Представление, однако, не исчерпывает ПОНЯТИЯ. Последнее все-таки шире. Между тем Артур стирает границы здесь и сводит всякое понятие к представлению.

Артур Шопенгауэр:

«Это относится и к настоящему, и ко всякому прошлому, и ко всякому будущему, относится и к самому отдаленному, и к близкому: ибо это распространяется на самое время и пространство, в которых только и находятся все эти различия. Всё, что принадлежит и может принадлежать миру, неизбежно отмечено печатью этой обусловленности субъектом и существует только для субъекта. Мир есть представление».

Как видим, представление здесь трактуется максимально широко, как всякая обусловленность субъектом. Эта неизбывная обусловленность, или существование для-, в рамках гносеологии подается как некое принципиальное отрицание объективности знания. Не зря Артур Шопенгауэр вспоминает здесь Беркли, «решительно высказавшего эту истину первым».

На это следует заметить, что в человечестве понятие «объективность» имеет другой смысл – не примитивно проекционный. Субъекты представлений множественны и разны: они пребывают в разумном общении и способны соглашаться относительно представления, насколько оно «объективно». Истина онтологическая и гносеологическая различаются – не одно и то же: быть и заключать о бытии.

Соотношение указанных истин и становится предметом внимания Артура далее, когда он пишет, ссылаясь на В. Джонса, что

«Основной догмат школы Веданта состоял не в отрицании существования материи, т. е. плотности, непроницаемости и протяженности (их отрицать было бы безумием), а в исправлении обычного понятия о ней и в утверждении, что она не существует независимо от умственного восприятия, что существование и воспринимаемость — понятия обратимые».

Привкус тавтологии присутствует здесь. Странно было бы требовать, чтобы наши понятия и представления существовали вне «умственного восприятия» и независимо от него. Но, с другой стороны, разве Кант не разделил уже всякое предметное бытие на «вещь в себе» и «вещь для нас»? Второе доступно, а первое конструируется на основе второго, и есть цель знания – разве не так? Что же нового хочет внести сюда Шопенгауэр?
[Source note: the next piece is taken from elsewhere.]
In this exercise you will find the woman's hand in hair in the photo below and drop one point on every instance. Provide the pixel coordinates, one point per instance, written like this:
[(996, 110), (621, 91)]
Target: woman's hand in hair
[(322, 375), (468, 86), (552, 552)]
Очевидно, он хочет преодолеть кантовский дуализм вещи в себе и вещи для нас. Но сделает он это только во второй книге. Пока же Артур Шопенгауэр говорит, что

«… в этой первой книге мы рассматриваем мир лишь с указанной стороны, лишь поскольку он есть представление».

И обещает:

«Односторонность этого взгляда восполняет следующая книга с помощью истины, которая не столь непосредственно достоверна, как служащая здесь нашим исходным пунктом, и к которой могут привести только глубокое исследование, более тщательная абстракция, различение неодинакового и соединение тождественного, — с помощью истины, которая очень серьезна и у всякого должна вызывать если не страх, то раздумье, — истины, что и он также может и должен сказать: «мир есть моя воля»;

«….воля, которая одна составляет другую грань мира, ибо последний, с одной стороны, всецело есть представление, а, с другой стороны, всецело есть воля».
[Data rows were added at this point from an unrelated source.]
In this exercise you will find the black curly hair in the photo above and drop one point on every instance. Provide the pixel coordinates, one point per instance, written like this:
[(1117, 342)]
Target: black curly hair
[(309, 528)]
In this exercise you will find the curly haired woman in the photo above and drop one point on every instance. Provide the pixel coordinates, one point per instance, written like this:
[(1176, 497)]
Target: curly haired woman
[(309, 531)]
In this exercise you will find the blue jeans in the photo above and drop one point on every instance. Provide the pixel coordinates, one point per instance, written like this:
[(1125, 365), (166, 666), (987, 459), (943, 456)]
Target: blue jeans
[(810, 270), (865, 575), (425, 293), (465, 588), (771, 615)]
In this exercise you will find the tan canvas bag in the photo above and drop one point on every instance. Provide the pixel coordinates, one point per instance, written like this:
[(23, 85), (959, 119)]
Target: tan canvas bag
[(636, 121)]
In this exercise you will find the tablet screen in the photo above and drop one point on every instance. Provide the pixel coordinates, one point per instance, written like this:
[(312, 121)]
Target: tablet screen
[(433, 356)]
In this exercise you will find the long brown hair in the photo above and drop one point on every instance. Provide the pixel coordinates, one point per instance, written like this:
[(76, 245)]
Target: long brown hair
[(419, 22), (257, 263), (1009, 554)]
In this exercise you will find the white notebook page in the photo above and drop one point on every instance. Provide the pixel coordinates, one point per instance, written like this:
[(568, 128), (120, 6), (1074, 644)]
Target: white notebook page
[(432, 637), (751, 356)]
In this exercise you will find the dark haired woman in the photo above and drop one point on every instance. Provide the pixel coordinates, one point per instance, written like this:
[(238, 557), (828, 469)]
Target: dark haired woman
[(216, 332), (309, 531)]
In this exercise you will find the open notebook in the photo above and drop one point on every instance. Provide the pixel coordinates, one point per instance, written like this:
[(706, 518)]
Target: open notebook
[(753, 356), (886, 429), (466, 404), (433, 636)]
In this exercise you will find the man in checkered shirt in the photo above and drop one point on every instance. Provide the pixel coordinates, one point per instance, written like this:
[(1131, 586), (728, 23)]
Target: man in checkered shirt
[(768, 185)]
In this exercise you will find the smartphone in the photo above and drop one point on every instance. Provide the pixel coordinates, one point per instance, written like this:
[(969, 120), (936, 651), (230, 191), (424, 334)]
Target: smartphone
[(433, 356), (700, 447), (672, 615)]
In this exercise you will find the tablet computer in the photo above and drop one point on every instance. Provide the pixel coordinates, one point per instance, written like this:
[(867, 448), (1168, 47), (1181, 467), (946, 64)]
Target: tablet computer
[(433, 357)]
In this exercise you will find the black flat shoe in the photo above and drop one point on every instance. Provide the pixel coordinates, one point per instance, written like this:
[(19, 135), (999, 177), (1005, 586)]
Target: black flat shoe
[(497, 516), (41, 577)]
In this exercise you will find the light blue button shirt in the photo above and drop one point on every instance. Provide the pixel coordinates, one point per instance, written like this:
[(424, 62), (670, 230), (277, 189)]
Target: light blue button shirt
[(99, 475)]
Технологический характер Шопенгауэрова дискурса после этих слов становится очевидным. Мир, осуществляющийся как разумное хотение (воля + представление), есть созидание, или получение желаемого через делание. В нем нет главного образующего мир – других людей и общения с ними. То есть мир Шопенгауэра это не ОБЩИНА, в русском значении слова МИР, а скорее материя или природа, над которой с орудием в руках возвышается мастер, готовый к осуществлению своей воли в придании искомой формы этой материи; или естествоиспытатель, вооруженный приборами.

Собственно, Артур Шопенгауэр и не скрывает этого, когда в заглавии первой книги называет мир-представление «Объектом опыта и науки».

Согласно Артуру Шопенгауэр , этот объект всегда есть ДЛЯ НАС. Не может быть объекта-в-себе. Отсюда, неправильно мыслить кантовскую «вещь-в-себе» как объект.

Артур Шопенгауэр пишет:

«Реальность же, которая была бы ни волей, ни представлением, а объектом в себе (во что, к сожалению, благодаря Канту выродилась и его вещь в себе), это — вымышленная несуразность….».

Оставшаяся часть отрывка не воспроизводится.